A couple more things..... I want to thank Joann, and my other preschool mom friends for supporting me in so many ways, but especially by wearing the breast cancer ribbon on your winter coats. I was so touched to see the pink ribbons everyone was wearing yesterday for me. Wow! I'm so glad I didn't break down and cry when I saw you all! Thank you also for "cheering" for me when I arrived yesterday. You are all so dear to me, and your prayers have certainly been felt and answered. God bless each of you!

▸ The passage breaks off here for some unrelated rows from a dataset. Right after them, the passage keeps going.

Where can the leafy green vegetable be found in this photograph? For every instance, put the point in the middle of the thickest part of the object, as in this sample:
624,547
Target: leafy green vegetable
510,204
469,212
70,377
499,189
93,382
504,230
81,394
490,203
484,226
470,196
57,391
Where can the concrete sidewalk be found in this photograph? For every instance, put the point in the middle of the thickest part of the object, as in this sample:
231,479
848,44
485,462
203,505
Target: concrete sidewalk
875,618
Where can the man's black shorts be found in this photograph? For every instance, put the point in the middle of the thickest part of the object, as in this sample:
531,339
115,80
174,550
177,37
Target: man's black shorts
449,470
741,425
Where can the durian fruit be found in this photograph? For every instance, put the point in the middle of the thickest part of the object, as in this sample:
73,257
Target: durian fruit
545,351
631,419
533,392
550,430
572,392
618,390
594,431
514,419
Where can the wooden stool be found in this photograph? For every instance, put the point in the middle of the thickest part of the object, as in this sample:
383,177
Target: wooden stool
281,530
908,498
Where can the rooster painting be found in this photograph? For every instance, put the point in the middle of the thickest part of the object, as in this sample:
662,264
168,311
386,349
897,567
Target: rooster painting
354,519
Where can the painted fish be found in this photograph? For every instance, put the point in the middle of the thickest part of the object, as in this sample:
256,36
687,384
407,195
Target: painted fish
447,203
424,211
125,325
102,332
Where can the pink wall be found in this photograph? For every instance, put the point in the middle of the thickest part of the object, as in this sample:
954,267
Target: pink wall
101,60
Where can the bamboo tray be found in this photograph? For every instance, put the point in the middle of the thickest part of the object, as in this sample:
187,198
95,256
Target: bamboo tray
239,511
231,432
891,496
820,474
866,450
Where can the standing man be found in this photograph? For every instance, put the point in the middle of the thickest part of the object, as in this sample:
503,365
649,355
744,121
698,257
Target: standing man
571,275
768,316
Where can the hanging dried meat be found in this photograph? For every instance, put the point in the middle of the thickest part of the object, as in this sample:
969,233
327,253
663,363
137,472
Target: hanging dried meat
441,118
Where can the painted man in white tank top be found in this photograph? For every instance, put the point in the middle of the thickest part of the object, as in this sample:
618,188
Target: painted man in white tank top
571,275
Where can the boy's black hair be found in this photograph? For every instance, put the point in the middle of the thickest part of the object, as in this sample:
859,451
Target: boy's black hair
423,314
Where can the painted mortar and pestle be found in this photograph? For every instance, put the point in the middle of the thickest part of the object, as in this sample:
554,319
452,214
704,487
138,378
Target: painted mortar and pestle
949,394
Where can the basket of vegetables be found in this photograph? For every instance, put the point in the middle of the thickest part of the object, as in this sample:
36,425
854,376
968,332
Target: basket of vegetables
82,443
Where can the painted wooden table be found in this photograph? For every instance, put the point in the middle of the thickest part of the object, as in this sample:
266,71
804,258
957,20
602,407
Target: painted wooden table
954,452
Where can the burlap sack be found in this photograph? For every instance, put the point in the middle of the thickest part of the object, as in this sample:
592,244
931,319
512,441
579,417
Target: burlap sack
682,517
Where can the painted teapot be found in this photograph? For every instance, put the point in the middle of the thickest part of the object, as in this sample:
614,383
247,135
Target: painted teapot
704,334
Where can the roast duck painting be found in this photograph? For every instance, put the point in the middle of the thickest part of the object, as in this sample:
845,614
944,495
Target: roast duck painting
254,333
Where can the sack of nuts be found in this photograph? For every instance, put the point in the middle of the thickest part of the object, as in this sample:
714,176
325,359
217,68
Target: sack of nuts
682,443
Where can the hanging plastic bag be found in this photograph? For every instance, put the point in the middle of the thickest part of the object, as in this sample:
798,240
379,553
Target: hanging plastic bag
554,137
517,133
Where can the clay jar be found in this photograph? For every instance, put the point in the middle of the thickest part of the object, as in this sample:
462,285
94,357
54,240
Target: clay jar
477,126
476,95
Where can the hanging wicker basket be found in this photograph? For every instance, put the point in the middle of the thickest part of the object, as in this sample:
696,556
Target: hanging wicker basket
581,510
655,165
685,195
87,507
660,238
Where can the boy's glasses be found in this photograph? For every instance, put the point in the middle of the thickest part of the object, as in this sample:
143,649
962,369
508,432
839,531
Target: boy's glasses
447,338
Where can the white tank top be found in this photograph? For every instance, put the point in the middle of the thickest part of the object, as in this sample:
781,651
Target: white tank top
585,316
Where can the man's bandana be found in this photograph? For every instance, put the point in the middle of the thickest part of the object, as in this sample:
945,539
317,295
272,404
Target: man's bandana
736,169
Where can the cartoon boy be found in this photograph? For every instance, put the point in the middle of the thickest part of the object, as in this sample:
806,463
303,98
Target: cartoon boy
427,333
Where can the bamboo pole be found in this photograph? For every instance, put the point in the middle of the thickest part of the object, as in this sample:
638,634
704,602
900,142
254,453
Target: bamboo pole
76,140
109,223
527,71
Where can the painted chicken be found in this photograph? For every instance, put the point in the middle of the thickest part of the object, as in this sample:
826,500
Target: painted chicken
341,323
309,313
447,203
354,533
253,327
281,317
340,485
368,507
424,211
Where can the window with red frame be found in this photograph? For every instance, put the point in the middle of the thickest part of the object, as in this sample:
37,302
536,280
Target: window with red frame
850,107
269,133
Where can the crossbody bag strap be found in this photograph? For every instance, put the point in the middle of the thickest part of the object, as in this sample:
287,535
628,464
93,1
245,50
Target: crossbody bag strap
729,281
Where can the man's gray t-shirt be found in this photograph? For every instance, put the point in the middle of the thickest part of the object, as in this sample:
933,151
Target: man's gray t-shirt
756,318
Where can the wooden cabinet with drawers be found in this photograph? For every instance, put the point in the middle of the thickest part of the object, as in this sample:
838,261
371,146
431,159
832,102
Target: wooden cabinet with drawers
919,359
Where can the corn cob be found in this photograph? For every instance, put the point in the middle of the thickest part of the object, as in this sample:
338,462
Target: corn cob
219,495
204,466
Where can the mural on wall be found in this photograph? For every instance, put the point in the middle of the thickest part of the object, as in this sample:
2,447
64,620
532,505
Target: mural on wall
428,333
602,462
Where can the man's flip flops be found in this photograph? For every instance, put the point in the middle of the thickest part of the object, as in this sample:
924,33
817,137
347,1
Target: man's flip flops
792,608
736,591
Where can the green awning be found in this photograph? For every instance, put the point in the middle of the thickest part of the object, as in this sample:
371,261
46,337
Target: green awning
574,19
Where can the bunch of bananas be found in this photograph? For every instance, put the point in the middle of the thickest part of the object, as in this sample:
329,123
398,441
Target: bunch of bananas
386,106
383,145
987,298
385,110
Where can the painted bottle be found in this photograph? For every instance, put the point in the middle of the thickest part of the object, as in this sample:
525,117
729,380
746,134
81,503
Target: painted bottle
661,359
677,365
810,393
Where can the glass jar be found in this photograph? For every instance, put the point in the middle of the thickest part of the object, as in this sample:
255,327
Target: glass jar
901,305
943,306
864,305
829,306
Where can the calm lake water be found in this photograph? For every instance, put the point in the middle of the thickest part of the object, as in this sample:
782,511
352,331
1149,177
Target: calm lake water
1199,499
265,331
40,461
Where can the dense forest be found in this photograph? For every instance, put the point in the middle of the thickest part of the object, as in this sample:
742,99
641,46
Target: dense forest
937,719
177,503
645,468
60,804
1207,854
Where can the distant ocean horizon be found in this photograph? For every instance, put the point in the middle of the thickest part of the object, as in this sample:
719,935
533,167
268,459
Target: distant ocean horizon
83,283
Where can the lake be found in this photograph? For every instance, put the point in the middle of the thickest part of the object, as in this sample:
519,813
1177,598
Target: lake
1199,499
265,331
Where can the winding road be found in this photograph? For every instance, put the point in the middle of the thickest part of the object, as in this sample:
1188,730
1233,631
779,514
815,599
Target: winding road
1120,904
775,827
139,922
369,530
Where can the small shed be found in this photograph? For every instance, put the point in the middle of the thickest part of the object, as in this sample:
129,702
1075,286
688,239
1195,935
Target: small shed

And my dad.....I have to share what he's been doing for me in Warsaw. Soon after my diagnosis, my dad discovered that Macy's sells pink ribbon key chains to support breast cancer research/awareness. He has purchased hundreds of them, and has been handing them out to friends and strangers all throughout Warsaw as a reminder to pray for me. He shares the story of my "miracle mammogram" when he does, to encourage other women to keep getting there's. We like to tease my dad about these ribbons because Macy's sells these in there lingerie department, and my dad has been there numerous times to restock his supply. Dad, please know we're just giving you a hard time, and that we truly appreciate all you are doing for me, and for breast cancer awareness. It means the world to me! My mom went back to Macy's a couple of days ago to buy more for my dad, and the sales lady said, you know a man keeps coming in here to buy these. She said, "yes, I know, he's my husband." Thank you Dad...and thank you to everyone who has received one, and is thinking of us! :)
We are heading back to Indy for my 2nd round of chemo on Friday. I will get to do it as long as my WBC count is high enough. I also get to have this drain removed, which, I'm soooo excited about! We look forward to having some nice "couple" time during my 6 hour infusion, that is if I don't fall asleep. I also have a dr. appt. with my oncologist. My dad is going with us to meet him....we're hoping this will give him and my mom some reassurance about my prognosis.
Hope you all have a great weekend! God bless!